The European Court of Auditors has estimated that 18 per cent of legal residents in the European Union — over 90 million people — are first- or second-generation migrants.

The Court estimated that around 4 per cent of the population — 21 million people — were first-generation legal migrants from outside the EU, with the jump to 18 per cent when second-generation migrants are taken into consideration, highlighting how mass migration continues to transform receiving nations beyond the initial influx.

It issued its extraordinary estimates in a briefing paper on “integration”, which conceded the bloc faces the significant “challenges” integrating the many newcomers, and highlighted the alarming increase in the number of migrants arriving via the asylum route claiming to be refugees.

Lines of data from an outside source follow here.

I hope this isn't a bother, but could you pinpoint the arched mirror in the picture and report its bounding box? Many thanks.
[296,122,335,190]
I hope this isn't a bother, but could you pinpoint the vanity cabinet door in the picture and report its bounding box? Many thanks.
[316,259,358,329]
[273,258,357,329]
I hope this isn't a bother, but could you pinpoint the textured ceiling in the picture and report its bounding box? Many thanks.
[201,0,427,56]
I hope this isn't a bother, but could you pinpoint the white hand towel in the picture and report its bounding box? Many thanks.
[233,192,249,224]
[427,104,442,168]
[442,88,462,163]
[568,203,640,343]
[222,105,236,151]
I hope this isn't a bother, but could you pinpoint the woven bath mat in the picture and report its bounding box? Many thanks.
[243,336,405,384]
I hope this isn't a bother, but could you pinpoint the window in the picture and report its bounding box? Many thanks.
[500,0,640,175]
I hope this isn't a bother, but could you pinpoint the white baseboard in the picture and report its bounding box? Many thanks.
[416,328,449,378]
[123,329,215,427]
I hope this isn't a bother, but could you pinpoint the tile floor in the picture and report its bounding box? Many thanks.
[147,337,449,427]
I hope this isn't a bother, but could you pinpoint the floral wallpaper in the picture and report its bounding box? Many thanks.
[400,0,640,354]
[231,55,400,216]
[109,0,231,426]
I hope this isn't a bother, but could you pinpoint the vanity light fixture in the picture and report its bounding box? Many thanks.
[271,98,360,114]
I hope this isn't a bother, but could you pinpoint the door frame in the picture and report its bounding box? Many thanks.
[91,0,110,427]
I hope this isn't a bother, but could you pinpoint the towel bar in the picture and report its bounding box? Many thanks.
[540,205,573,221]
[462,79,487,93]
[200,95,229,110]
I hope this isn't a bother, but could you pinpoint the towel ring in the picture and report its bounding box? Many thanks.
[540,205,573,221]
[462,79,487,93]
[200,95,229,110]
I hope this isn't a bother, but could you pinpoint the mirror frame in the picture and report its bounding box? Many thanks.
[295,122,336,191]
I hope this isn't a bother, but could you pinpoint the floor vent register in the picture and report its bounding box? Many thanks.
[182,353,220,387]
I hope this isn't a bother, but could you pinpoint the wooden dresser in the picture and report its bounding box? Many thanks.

However, the briefing paper notes that the plurality of the migrant population living in the EU without EU citizenship — 39 per cent — has established itself through chain migration via family reunion.

This is a migration route the Donald Trump administration in the U.S. is attempting to restrict, but the Court of Auditors — somewhat paradoxically — actually recommended it as an “essential” integration tool in the EU.

Individual EU member-states — including the United Kingdom, at least until after Brexit goes through and the mooted Brexit ‘transition’ period ends — would have difficulty restricting family reunion-based chain migration on their own initiative, as the European Council deems it a “right” under EU Directive 2003/86/EC.

It should be noted that the briefing paper does not appear to consider the migrant-descended population beyond the second generation, which is considerable in countries such as Britain, France, and Germany, which have been bringing in large numbers of migrants from North Africa, South Asia, and Asia Minor for decades.

The briefing paper explicitly does not consider the migrant population which is resident in the European Union illegally, which is also considerable — with the illegal migrant population of Britain alone estimated at over a million by David Wood, former Director-General of Immigration Enforcement.

The Court does note that the migrant population is concentrated in just five EU member-states, with Germany, Spain, France, Italy, and the United Kingdom playing host to 77 per cent of the total migrant population — while countries which have resisted mass migration, like Hungary and Poland, remain overwhelmingly homogeneous.

The European Court of Auditors is well known in the United Kingdom in the context of the Brexit debate, having failed to give the European Union budget a clean bill of health 22 years in a row up to 2016, when it issued a “qualified” opinion on the accounts rather than an “adverse” one for the first time.

A year later, MEPs increased the Court’s “entertainment” budget by €45,000 to €270,000 so it could “cover the costs of several events linked to [celebrating] the 40th anniversary” of its operation — a move which raised eyebrows among eurosceptics.